That’s an awfully quick turnaround. This isn’t college football where a program needs to get their guy in place to start recruiting. Kraft had some time to consider options, gauge interest and then make a more informed decision.

Whatever deal Kraft made with Mayo likely came with the expectation that a Belichick retirement would trigger it. Mayo profiles as a guy who can continue things on the same path. But Belichick’s recent stumbles along that path are why he’s not the coach anymore. The Patriots need some real change. Mayo came into the NFL and played only for Belichick. He entered the coaching world and worked only for Belichick. How is that actually change?

Belichick’s assistants and coordinators have overwhelmingly been failures as head coaches. Trying to replicate his methods hasn’t been successful. Except for Brian Daboll, who is on the hot seat, they’ve all eventually been fired. Mayo comes off both intelligent and wise and his players swear by his leadership. But that doesn’t make him different than so many of the other Belichick acolytes, who were outstanding as Robin, but floundered when asked to be Batman.

Even if the intent was always to hire Mayo, interviewing other candidates has huge value. It will allow whoever is conducting the interviewing process from the Patriots to hear different voices and listen to different ideas.

In his Thursday press conference, Kraft was asked:

Robert, in your mind, watching this team over the last three losing seasons in four years, 4-13 this year, what’s the biggest reason in your mind on why the team has fallen?”

Kraft paused and answered honestly:

“Well, I’m not sure I’m qualified to answer that. You might be better than I. I don’t know. So many games we’re close. Is it the coaching? Is it the personnel? Something isn’t quite right from where it was. And I’m not smart enough, I think, to give you a credible answer.”

While Kraft’s answer didn’t have knowledge, it had wisdom. He didn’t guess or try to portray himself as a football expert. His success in life didn’t come from football evaluation. Running this interview process is a chance to get valuable answers. It’s a chance to bring in a small parade of really smart people to tell the Krafts what’s gone wrong in the organization and how they’d improve the New England Patriots.

Every year smart executives use some of those ideas even from people they didn’t hire and sometimes hearing those ideas will spark thoughts of their own.

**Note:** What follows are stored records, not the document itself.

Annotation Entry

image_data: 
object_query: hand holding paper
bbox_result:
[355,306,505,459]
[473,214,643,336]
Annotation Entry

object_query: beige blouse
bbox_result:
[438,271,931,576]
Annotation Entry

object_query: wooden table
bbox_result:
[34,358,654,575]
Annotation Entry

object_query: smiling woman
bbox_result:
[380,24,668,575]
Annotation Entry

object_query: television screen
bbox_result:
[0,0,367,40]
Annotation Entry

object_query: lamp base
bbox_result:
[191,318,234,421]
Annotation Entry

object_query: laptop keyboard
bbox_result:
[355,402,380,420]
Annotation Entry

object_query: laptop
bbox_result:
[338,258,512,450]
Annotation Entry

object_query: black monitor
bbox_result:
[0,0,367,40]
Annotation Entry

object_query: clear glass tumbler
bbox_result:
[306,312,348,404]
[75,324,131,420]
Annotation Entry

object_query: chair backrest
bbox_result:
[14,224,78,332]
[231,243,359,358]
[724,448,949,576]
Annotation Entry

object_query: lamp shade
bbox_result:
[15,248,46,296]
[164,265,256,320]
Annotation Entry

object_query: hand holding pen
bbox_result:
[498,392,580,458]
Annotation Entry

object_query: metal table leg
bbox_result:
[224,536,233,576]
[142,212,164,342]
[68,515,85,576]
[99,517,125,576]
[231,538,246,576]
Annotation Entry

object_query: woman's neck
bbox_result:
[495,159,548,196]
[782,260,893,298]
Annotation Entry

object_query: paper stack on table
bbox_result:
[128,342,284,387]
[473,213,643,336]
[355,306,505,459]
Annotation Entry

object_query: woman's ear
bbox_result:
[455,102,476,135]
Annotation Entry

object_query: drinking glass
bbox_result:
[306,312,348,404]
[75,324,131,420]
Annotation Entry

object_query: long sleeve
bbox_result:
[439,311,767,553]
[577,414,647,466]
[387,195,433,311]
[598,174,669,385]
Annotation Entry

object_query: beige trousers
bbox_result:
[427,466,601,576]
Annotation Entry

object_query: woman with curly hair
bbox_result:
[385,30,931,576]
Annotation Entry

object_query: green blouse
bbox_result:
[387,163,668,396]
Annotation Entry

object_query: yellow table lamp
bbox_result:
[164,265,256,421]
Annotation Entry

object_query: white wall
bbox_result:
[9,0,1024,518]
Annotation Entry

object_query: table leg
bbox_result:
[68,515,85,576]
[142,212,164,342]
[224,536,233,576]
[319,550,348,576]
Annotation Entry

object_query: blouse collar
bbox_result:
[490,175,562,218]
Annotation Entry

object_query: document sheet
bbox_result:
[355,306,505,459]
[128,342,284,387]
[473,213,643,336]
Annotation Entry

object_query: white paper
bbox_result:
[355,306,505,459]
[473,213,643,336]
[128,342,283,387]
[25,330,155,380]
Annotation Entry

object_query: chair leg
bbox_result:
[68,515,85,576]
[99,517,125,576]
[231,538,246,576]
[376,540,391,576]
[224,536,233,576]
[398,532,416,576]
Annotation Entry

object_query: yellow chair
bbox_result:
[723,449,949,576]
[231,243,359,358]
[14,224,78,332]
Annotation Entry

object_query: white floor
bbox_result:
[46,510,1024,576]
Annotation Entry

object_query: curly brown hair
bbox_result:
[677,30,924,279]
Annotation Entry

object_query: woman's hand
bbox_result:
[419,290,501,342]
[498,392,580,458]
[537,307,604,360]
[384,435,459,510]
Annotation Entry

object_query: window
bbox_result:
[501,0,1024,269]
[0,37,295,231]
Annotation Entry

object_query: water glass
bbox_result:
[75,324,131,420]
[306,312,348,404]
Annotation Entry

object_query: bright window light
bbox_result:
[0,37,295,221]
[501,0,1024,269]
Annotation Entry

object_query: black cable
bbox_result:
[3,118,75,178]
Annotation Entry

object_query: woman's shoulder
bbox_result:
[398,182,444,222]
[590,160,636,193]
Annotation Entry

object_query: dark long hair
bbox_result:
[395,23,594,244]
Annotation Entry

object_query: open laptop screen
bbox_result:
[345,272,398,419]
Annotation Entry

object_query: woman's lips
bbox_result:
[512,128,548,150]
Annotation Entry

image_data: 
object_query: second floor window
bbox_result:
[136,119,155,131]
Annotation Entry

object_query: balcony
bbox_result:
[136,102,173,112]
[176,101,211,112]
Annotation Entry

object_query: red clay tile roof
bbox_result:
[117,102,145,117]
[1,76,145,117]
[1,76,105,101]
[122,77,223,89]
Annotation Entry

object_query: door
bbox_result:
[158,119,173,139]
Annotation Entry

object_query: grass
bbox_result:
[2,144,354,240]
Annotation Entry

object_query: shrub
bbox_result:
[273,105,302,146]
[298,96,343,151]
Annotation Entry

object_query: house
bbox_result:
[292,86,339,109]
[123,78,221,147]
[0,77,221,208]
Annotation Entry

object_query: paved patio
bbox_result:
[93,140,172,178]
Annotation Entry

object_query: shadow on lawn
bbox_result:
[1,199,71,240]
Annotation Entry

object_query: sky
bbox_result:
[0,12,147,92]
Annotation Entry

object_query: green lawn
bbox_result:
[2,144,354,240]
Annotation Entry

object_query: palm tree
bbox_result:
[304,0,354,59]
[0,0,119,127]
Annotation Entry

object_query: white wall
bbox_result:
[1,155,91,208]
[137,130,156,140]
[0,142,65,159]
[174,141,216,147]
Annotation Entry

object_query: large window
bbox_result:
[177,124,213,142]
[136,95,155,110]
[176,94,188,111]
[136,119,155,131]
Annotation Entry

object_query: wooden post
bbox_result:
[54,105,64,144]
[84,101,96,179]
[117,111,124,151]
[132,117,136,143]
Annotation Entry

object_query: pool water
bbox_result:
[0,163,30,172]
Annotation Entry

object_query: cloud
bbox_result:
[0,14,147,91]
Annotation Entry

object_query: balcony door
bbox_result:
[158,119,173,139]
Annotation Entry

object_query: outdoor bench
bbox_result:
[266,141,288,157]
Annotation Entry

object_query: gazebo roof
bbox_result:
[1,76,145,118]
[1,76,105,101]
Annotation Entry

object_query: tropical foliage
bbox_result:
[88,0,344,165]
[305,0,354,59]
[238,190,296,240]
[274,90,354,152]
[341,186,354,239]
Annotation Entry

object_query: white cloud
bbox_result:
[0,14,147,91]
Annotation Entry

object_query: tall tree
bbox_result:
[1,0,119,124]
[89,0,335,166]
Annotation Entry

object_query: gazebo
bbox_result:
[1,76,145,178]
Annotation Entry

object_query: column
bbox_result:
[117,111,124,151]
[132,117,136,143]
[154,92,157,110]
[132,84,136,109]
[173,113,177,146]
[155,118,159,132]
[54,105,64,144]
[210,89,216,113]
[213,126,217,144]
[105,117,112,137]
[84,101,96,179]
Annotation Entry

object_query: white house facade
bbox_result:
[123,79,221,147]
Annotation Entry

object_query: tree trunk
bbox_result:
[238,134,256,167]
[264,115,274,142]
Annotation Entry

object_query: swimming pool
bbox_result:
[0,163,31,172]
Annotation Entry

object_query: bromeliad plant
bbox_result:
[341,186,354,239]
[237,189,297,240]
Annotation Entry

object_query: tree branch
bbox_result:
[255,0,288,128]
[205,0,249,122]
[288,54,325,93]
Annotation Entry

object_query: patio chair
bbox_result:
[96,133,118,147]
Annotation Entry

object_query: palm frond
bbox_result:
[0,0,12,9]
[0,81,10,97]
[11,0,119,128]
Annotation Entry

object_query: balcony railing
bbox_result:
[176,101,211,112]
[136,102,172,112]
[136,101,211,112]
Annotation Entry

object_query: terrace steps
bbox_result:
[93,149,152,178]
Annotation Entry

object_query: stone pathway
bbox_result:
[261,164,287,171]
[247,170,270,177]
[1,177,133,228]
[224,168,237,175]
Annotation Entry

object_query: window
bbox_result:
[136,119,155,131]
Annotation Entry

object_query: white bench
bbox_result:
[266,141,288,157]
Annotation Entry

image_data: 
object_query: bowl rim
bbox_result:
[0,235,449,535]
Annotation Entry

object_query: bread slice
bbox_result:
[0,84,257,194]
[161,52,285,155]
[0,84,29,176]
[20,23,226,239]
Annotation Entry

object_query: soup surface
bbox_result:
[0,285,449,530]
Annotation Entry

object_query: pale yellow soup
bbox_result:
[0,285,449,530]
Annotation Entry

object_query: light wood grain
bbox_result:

On top of that, maybe the Jets hire one of these candidates next year and today’s conversation becomes interesting intel a year from now.

And maybe it opens the door to the possibility that there might be a candidate who is better than their heir apparent. Finding the best candidate should be the ultimate goal.

And if they still ended up with Mayo, it sends a message to fans and players that he finished first against a robust field which elevates his status beyond just being the guy Kraft took a shine to.

Legacies usually aren’t fair. For all Kraft has accomplished in New England turning the Patriots into a premiere franchise, a large part of how he’s remembered will come from how things finish in his tenure. John Henry made the championship-starved Red Sox into a perennial contender, but fans give his recent failings more weight than his four championships.

Kraft undoubtedly gets that. He admitted Thursday, “At heart, I will always be a sentimental sports fan.”

His fellow sentimental sports fans will equate Mayo’s success or failure to Kraft. With that much on the line, why not measure a few more times to ensure the right guy made the cut?